Exclusion has also taken place virulently on a political party basis. Both of Sri Lanka’s post Independence constitutions were decided on by the government alone. The opposition political parties voted against the new constitutions of 1972 and 1977 because they had been excluded from participating in their design. The proposals they had made were not accepted. The basic law of the country was never forged by consensus. This legacy continues to shape adversarial politics and institutional fragility. The exclusion of other communities and political parties from decision making has led to frequent reversals of government policy. Whether in education or economic regulation or foreign policy, what one government has done the successor government has undone.

 Sri Lanka’s poor performance in securing the foreign investment necessary for rapid economic growth can be attributed to this factor in the main. Policy instability is not simply an economic problem but a political one rooted in narrow ownership of power. In 2022, when the people went on to the streets to protest against the government and caused it to fall, they demanded system change in which their primary focus was corruption, which had reached very high levels both literally and figuratively. The focus on corruption, as being done by the government at present, has two beneficial impacts for the government. The first is that it ensures that a minimum of resources will be wasted so that the maximum may be used for the people’s welfare.

Second Benefit

 The second benefit is that by focusing on the crime of corruption, the government can disable many leaders in the opposition. The more opposition leaders who are behind bars on charges of corruption, the less competition the government faces. Yet these gains do not substitute for the deeper requirement of inclusive governance. The present government seems to have identified corruption as the problem it will emphasise. However, reducing or eliminating corruption by itself is not going to lead to rapid economic development. Corruption is not the sole reason for the absence of economic growth. The most important factor in rapid economic growth is to have government policies that are not reversed every time a new government comes to power.
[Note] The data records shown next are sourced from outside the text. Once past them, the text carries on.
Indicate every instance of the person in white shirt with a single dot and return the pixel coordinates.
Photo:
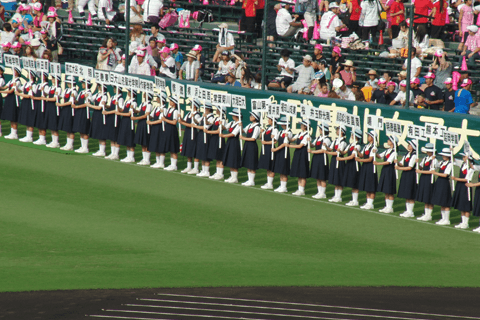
(287, 24)
(143, 67)
(330, 23)
(416, 66)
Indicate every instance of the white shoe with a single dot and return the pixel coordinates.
(97, 154)
(81, 150)
(26, 139)
(267, 186)
(40, 142)
(298, 193)
(193, 171)
(156, 165)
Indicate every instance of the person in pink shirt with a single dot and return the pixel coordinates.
(472, 46)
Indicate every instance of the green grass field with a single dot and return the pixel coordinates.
(72, 221)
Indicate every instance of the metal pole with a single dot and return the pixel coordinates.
(127, 34)
(409, 58)
(264, 45)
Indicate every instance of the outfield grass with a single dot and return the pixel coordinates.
(72, 222)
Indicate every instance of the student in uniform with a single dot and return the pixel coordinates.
(156, 129)
(460, 195)
(232, 156)
(52, 111)
(203, 139)
(442, 191)
(281, 153)
(320, 169)
(388, 182)
(65, 120)
(189, 144)
(112, 122)
(10, 108)
(216, 148)
(266, 160)
(425, 185)
(352, 167)
(368, 180)
(408, 181)
(300, 165)
(27, 108)
(170, 140)
(142, 137)
(250, 149)
(126, 130)
(97, 127)
(40, 92)
(337, 168)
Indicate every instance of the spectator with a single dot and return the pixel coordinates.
(401, 96)
(167, 68)
(141, 67)
(433, 94)
(287, 25)
(463, 98)
(337, 60)
(416, 65)
(223, 68)
(190, 68)
(343, 92)
(305, 77)
(379, 95)
(286, 67)
(443, 68)
(106, 58)
(449, 96)
(372, 79)
(225, 42)
(348, 73)
(471, 47)
(152, 11)
(330, 23)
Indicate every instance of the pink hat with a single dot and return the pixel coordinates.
(466, 82)
(430, 75)
(415, 80)
(337, 50)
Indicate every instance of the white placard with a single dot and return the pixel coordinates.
(374, 122)
(393, 128)
(434, 131)
(451, 138)
(11, 60)
(416, 132)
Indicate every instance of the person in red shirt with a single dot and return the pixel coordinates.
(397, 14)
(421, 8)
(438, 24)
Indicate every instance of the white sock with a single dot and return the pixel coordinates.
(355, 196)
(389, 204)
(269, 181)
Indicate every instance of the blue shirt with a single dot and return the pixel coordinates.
(463, 100)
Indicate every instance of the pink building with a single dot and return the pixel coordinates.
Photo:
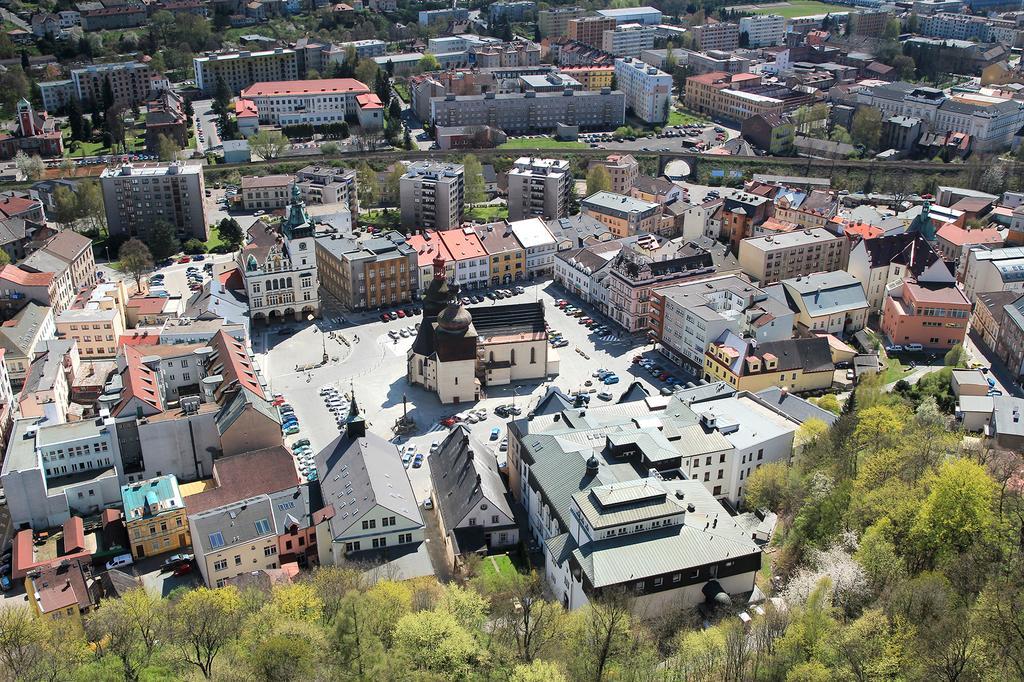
(935, 316)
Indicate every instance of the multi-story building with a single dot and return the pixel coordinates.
(539, 187)
(298, 102)
(590, 30)
(828, 302)
(648, 90)
(131, 82)
(432, 196)
(687, 317)
(137, 197)
(723, 36)
(240, 70)
(368, 273)
(507, 255)
(623, 169)
(266, 193)
(762, 30)
(155, 516)
(628, 40)
(772, 258)
(52, 471)
(279, 265)
(644, 15)
(522, 113)
(624, 215)
(934, 316)
(328, 184)
(555, 22)
(96, 331)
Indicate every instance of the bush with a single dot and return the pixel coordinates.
(193, 247)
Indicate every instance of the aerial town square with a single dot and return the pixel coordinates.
(389, 340)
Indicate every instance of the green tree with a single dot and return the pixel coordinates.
(163, 240)
(866, 127)
(135, 259)
(473, 173)
(268, 143)
(203, 623)
(598, 179)
(230, 232)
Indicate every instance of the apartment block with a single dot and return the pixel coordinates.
(555, 22)
(772, 258)
(138, 197)
(539, 187)
(628, 40)
(131, 82)
(762, 30)
(590, 30)
(648, 90)
(523, 113)
(240, 70)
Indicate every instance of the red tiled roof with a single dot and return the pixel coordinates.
(322, 86)
(19, 276)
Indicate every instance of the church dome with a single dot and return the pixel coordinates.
(455, 318)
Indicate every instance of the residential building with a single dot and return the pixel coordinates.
(131, 82)
(762, 30)
(828, 302)
(687, 317)
(624, 215)
(328, 184)
(645, 15)
(628, 40)
(155, 516)
(94, 330)
(775, 257)
(539, 245)
(266, 192)
(240, 70)
(305, 102)
(590, 30)
(539, 187)
(432, 196)
(368, 273)
(935, 316)
(794, 365)
(22, 337)
(52, 471)
(882, 261)
(623, 169)
(279, 264)
(473, 512)
(138, 197)
(525, 113)
(374, 506)
(723, 36)
(46, 392)
(553, 23)
(648, 90)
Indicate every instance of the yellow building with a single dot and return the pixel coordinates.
(96, 330)
(796, 365)
(506, 256)
(155, 516)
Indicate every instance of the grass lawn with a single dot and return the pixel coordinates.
(677, 118)
(486, 213)
(541, 143)
(797, 8)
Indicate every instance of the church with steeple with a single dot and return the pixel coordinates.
(459, 351)
(279, 265)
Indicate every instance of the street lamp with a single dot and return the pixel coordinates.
(323, 338)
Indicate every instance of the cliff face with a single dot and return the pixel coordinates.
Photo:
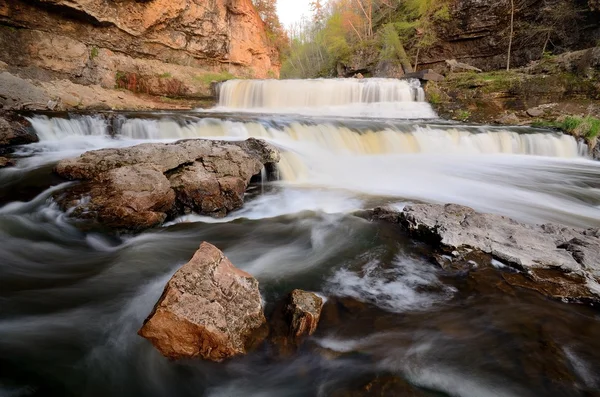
(478, 31)
(158, 47)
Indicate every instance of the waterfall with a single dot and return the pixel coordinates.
(381, 98)
(306, 144)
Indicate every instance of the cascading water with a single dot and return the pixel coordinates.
(385, 98)
(73, 300)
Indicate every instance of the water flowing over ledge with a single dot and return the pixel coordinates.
(383, 98)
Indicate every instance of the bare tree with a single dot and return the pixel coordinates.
(512, 32)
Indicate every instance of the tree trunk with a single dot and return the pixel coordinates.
(512, 31)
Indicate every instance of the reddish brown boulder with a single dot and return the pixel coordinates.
(295, 318)
(209, 309)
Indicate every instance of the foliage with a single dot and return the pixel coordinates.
(390, 30)
(267, 9)
(588, 127)
(463, 115)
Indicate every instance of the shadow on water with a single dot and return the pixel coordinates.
(394, 324)
(72, 303)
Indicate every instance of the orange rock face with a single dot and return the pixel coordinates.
(157, 47)
(209, 309)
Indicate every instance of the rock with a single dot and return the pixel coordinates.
(161, 48)
(453, 64)
(295, 318)
(555, 260)
(535, 112)
(139, 187)
(382, 386)
(209, 309)
(4, 162)
(14, 132)
(134, 197)
(509, 119)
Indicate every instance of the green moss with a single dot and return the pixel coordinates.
(587, 127)
(210, 77)
(463, 115)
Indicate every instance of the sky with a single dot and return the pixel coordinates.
(291, 11)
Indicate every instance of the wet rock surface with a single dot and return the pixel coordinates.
(140, 187)
(554, 260)
(209, 309)
(295, 318)
(6, 162)
(13, 131)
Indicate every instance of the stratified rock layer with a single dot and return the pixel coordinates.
(140, 187)
(209, 309)
(77, 51)
(555, 260)
(295, 318)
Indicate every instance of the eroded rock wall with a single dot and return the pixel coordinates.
(478, 32)
(157, 47)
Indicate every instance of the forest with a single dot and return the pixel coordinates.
(398, 34)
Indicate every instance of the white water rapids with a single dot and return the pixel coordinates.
(534, 176)
(72, 300)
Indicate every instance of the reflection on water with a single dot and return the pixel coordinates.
(71, 301)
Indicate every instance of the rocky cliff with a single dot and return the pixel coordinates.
(173, 48)
(478, 31)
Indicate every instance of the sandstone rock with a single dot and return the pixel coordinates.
(558, 261)
(4, 162)
(14, 133)
(209, 309)
(167, 47)
(535, 112)
(141, 186)
(132, 197)
(508, 119)
(454, 65)
(295, 318)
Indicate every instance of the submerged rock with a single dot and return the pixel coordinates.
(209, 309)
(5, 162)
(555, 260)
(295, 318)
(140, 187)
(381, 386)
(13, 131)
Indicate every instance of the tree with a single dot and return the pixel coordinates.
(512, 32)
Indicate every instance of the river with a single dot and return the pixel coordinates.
(72, 300)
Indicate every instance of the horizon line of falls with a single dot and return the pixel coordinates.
(528, 174)
(370, 98)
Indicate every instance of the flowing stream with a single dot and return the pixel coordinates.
(71, 301)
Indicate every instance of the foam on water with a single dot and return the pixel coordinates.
(534, 177)
(383, 98)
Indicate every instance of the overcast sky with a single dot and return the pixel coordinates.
(291, 11)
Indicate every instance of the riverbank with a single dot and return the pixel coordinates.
(545, 93)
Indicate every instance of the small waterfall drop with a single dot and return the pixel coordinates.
(379, 98)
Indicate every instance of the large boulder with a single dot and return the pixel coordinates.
(295, 318)
(134, 197)
(555, 260)
(13, 131)
(209, 309)
(140, 187)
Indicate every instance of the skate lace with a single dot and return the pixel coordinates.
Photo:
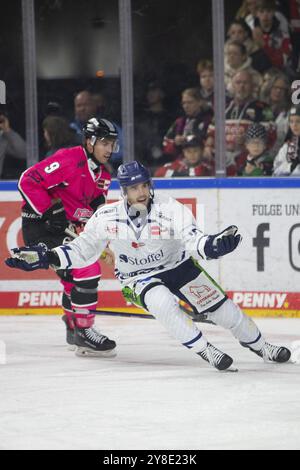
(212, 355)
(93, 335)
(269, 351)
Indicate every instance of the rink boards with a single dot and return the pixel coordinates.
(262, 275)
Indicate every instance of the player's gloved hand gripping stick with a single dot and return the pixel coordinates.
(222, 243)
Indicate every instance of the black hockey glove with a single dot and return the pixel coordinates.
(29, 258)
(222, 243)
(55, 219)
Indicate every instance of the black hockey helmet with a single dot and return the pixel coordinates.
(99, 129)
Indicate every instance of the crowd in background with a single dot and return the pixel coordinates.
(261, 60)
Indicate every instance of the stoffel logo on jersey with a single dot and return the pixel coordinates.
(152, 258)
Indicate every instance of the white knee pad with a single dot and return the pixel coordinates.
(231, 317)
(162, 304)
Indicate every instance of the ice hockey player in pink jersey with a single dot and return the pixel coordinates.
(62, 192)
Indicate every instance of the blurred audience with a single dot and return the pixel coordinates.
(12, 150)
(287, 161)
(248, 11)
(205, 72)
(242, 111)
(195, 121)
(190, 164)
(57, 134)
(277, 96)
(236, 60)
(240, 32)
(256, 160)
(85, 107)
(151, 124)
(269, 35)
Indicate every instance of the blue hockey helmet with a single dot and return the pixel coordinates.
(133, 173)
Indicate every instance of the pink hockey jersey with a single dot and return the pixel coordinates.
(66, 176)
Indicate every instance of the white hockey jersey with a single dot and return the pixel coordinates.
(157, 241)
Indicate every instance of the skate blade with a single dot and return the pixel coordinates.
(230, 369)
(86, 352)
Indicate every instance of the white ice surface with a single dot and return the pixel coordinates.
(154, 395)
 For Sri Lanka to make the transition to self-sustaining and rapid economic development, it is necessary that the economic policies followed today are not reversed tomorrow. The best way to ensure continuity of policy is to be inclusive in governance. Instead of excluding those in the opposition, the mainstream opposition in particular needs to be included. In terms of system change, the government has scored high with regard to corruption. There is a general feeling that corruption in the country is much reduced compared to the past. However, with regard to inclusion the government needs to demonstrate more commitment. This was evident in the initial choice of cabinet ministers, who were nearly all men from the majority ethnic community. Important committees it formed, including the Presidential Task Force for a Clean Sri Lanka and the Rebuilding Sri Lanka Task Force, also failed at first to reflect the diversity of the country.

 In a multi ethnic and multi religious society like Sri Lanka, inclusivity is not merely symbolic. It is essential for addressing diverse perspectives and fostering mutual understanding. It is important to have members of the Tamil, Muslim and other minority communities, and women who are 52 percent of the population, appointed to important decision making bodies, especially those tasked with national recovery. Without such representation, the risk is that the very communities most affected by the crisis will remain unheard, and old grievances will be reproduced in new forms. The invitation extended to civil society to participate in the Rebuilding Sri Lanka Task Force is an important beginning. Whether it becomes a turning point will depend on whether the government chooses to make inclusion a principle of governance rather than treat it as a show of concession made under pressure.